Terraform, Google Cloud And Kubernetes
I've been hacking about with automated infrastructure setup a lot lately. The two tools I've focused on the most are NixOps and Terraform. This post is about the use of terraform on Google Cloud Platform (GCP) to create and manage a Kubernetes Container Cluster.
Setup
Before we begin, if you want to run any of the code, you'll need an account on google cloud. If you do not know what either GCP, Terraform or Kubernetes are you should follow those links. Note that you will also need the google cloud sdk (as we will be using the gcloud
cli) and also the kubernetes cli, kubectl. Once you are ready, you will need to create an auth json file as described here, and that should be everything you need to proceed.
Terraform Google Cloud Provider
Terraform's Google Cloud provider covers a lot of the functionality of GCP. It also has a backend for storing state on Google Cloud Storage (GCS). By default terraform will store the state locally, so this backend is not required, but it is good practice 1.
Let's set up our backend to store terraforms state on GCS. In a file called backend.tf
:
terraform {
backend "gcs" {
bucket = "my-bucket"
path = "my-folder/cluster-infra/terraform.tfstate"
project = "my-project"
}
}
This tells terraform it should store and lookup state in GCS in the project my-project
, a bucket within that project, my-bucket
, and the path my-folder/cluster-infra/terraform.tfstate
within that bucket.
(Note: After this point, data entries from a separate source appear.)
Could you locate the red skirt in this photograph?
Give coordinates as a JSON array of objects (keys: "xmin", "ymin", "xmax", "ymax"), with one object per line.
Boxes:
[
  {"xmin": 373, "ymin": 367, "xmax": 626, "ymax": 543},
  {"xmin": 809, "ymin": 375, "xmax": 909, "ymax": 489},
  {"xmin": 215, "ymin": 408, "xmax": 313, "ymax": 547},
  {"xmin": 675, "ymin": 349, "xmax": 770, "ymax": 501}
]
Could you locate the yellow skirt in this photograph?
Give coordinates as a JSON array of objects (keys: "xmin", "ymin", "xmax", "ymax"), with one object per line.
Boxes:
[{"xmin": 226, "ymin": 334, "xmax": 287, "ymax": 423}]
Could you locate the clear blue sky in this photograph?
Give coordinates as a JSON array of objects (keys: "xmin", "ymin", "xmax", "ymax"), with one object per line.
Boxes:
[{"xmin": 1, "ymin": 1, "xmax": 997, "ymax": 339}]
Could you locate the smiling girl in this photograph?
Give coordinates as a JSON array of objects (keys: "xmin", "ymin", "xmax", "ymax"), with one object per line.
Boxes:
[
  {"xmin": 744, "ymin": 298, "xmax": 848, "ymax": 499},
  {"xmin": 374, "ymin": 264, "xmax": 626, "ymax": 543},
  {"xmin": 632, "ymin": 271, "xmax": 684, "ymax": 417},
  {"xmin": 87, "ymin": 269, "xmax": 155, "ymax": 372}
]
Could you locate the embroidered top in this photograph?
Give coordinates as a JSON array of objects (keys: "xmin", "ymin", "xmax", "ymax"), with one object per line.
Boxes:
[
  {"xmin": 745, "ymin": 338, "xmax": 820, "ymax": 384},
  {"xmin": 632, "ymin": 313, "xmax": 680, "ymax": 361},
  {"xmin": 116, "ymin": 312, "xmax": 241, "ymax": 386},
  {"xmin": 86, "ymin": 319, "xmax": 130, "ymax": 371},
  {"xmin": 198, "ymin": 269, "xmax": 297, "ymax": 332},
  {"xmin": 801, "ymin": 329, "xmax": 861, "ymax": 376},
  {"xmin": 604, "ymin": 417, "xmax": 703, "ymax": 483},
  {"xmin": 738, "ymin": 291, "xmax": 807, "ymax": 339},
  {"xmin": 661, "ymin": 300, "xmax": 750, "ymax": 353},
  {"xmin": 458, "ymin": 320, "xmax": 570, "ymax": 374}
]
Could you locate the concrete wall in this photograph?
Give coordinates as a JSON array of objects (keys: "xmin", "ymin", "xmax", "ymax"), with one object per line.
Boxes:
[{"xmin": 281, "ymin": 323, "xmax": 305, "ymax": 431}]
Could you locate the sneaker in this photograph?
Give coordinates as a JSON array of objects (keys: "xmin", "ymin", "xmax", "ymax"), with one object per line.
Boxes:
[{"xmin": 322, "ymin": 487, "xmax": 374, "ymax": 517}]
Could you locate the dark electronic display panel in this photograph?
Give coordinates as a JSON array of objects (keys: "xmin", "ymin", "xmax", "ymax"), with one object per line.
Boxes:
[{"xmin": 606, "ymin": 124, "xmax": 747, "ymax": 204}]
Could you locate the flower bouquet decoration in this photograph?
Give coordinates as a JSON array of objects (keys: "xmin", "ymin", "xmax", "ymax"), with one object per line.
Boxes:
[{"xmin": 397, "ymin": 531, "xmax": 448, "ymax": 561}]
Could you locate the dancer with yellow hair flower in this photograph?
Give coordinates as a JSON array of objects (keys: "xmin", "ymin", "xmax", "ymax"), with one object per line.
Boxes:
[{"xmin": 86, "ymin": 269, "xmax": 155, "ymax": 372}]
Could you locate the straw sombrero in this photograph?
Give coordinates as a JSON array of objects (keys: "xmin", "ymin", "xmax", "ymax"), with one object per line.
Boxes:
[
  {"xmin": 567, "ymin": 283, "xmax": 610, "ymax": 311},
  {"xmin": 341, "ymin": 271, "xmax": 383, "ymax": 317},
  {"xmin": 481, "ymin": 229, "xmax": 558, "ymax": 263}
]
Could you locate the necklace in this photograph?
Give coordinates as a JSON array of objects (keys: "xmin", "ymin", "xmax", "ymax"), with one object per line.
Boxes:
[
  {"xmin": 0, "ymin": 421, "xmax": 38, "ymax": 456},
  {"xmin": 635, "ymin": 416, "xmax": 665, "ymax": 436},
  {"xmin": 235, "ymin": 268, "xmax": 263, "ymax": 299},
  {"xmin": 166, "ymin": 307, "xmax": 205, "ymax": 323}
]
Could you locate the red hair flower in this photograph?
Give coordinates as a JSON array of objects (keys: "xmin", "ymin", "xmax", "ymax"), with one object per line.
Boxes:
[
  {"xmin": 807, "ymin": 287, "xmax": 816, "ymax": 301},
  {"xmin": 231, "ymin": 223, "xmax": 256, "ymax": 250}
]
You need to make sure this project, bucket and path exist. Just a few more lines, and we can build our cluster!
Cluster Definition
The definition for the Container Cluster itself is quite short. Let's create another file called init.tf
.
provider "google" {
region = "${var.region}"
project = "${var.project}"
}
resource "google_container_cluster" "primary" {
name = "test-cluster"
zone = "${var.zone}"
initial_node_count = 3
master_auth {
username = "${var.kube_username}"
password = "${var.kube_password}"
}
node_config {
oauth_scopes = [
"https://www.googleapis.com/auth/compute",
"https://www.googleapis.com/auth/devstorage.read_only",
"https://www.googleapis.com/auth/logging.write",
"https://www.googleapis.com/auth/monitoring",
]
}
}
That's it! This will build a three node kubernetes container cluster. Breaking it down:
provider "google"
: this says we want to use the Google Cloud Provider.region
: the region to spin up our resources.project
: the project our resources should live within.
resource "google_container_cluster" "primary"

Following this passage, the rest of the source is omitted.